Last month we held our second investor Q&A webinar. It’s great to have investors come along and regularly interact with our investor team and we hope you got some value out of it. If you couldn’t make it, or want to listen again, you can watch it anytime on YouTube here. Here we go through some of the key questions from the webinar:

How can I invest with property, without owning property?

There are many different investment types. One of the most common is KiwiSaver, with 64% of Kiwis having an account. For a quarter of Kiwis that’s the only investment they have. The other common investment is a term deposit, where you get a fixed interest rate on a lump sum with your bank over a period of time.

Then we of course have investing through property, either in a family home or with rentals on top of that, or investing in companies through the share market, through to government and corporate bonds, and cryptocurrency.
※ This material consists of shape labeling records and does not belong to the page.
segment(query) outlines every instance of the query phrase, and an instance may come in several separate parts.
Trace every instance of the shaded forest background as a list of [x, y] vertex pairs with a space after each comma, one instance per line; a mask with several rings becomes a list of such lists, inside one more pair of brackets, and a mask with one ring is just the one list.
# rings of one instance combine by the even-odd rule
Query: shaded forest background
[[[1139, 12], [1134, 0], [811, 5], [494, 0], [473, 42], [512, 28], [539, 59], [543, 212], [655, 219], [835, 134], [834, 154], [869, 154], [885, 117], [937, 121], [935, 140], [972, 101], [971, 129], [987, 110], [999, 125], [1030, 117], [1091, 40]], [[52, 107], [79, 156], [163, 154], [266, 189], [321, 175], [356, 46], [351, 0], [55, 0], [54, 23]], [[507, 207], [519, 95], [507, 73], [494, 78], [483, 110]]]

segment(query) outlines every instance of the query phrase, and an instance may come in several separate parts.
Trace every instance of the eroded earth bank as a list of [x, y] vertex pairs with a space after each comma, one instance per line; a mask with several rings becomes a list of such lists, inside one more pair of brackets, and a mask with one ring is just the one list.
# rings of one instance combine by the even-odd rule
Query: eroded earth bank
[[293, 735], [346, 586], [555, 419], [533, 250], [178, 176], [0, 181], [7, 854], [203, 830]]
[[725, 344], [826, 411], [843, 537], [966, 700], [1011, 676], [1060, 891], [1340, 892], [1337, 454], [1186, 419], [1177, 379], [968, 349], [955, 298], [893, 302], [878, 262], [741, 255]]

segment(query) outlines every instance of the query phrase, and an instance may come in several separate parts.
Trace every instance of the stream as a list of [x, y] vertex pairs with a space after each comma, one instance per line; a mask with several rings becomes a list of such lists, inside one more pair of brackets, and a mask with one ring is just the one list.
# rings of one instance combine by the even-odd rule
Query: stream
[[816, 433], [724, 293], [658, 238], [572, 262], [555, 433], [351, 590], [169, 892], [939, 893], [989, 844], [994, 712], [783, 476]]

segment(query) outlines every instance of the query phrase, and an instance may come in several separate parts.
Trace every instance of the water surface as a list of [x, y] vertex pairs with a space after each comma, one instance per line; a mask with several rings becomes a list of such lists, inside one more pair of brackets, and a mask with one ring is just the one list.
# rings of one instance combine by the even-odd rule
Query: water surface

These all require money to be invested in order to own a chunk of that thing, which could be a house, a bond, or a stock.

Peer-to-peer investing differs in that it brings together those who wish to loan money, either individually or collectively, with those who wish to borrow money. It could be achieved through small or large parcels of money, and the loan could be provided against varying levels of security.

We operate a slightly different model at SCP. Our target is short-term property lending, where we secure the property with a first mortgage and ensure the borrower has outlined a clear exit strategy with us. It means our investors can invest with property, without the hassle of actually owning property.

Lending our own money first before we place the loan on our investor platform for you to invest in, is a key element of SCP’s strategy, because investors choose which loans they want to invest in.

Can you explain what a first mortgage is?

A mortgage is a charge showing on the title of a specific property registering a financial interest. Every property in New Zealand is registered with Land Information New Zealand (LINZ) and designated an identifier number or title. Every loan we provide to borrowers is registered on this title as a first charge or first mortgage. That means we come ahead of anyone else that may claim to have subsequent financial interests in the property.

In this way we have the controlling position should anything untoward happen over the loan period such as if the borrower was to default on their loan and experience a mortgagee sale. For example, if the borrower owed us $500,000 and we sold the property for $800,000, we would take that $500,000 from the sale back to secure our position.

What is a credit score and what does a credit score mean?

At SCP the credit rating of loan is not about the borrower’s individual credit rating, it’s about the credit worthiness of the loan on the whole. It helps us to make lending decisions.

We use a formula which assesses the deal overall. It looks at information such as the purpose of the loan, the type of property, the location, the loan-to-value ratio (LVR) of the loan, how the borrower plans to service the loan, and what the borrower’s credit history is.

The formula will give us a number which determines the quality of the loan from one to five. Depending on that number and the verdict of our lending team, we’ll decide whether or not to lend.

What is our insurance policy for loans?

As we offer actual properties as security it’s important they’re fully insured. Our team always checks to ensure properties are fully insured.

We’re noted on the policy as an interested party. In the rare case of a premium going into arrears, the insurer would contact us and let us know. If the premium remains unpaid then we would pay on the borrower’s behalf and the borrower would pay us back directly. This also applies to payments such as council rates. But it is a rare occurrence.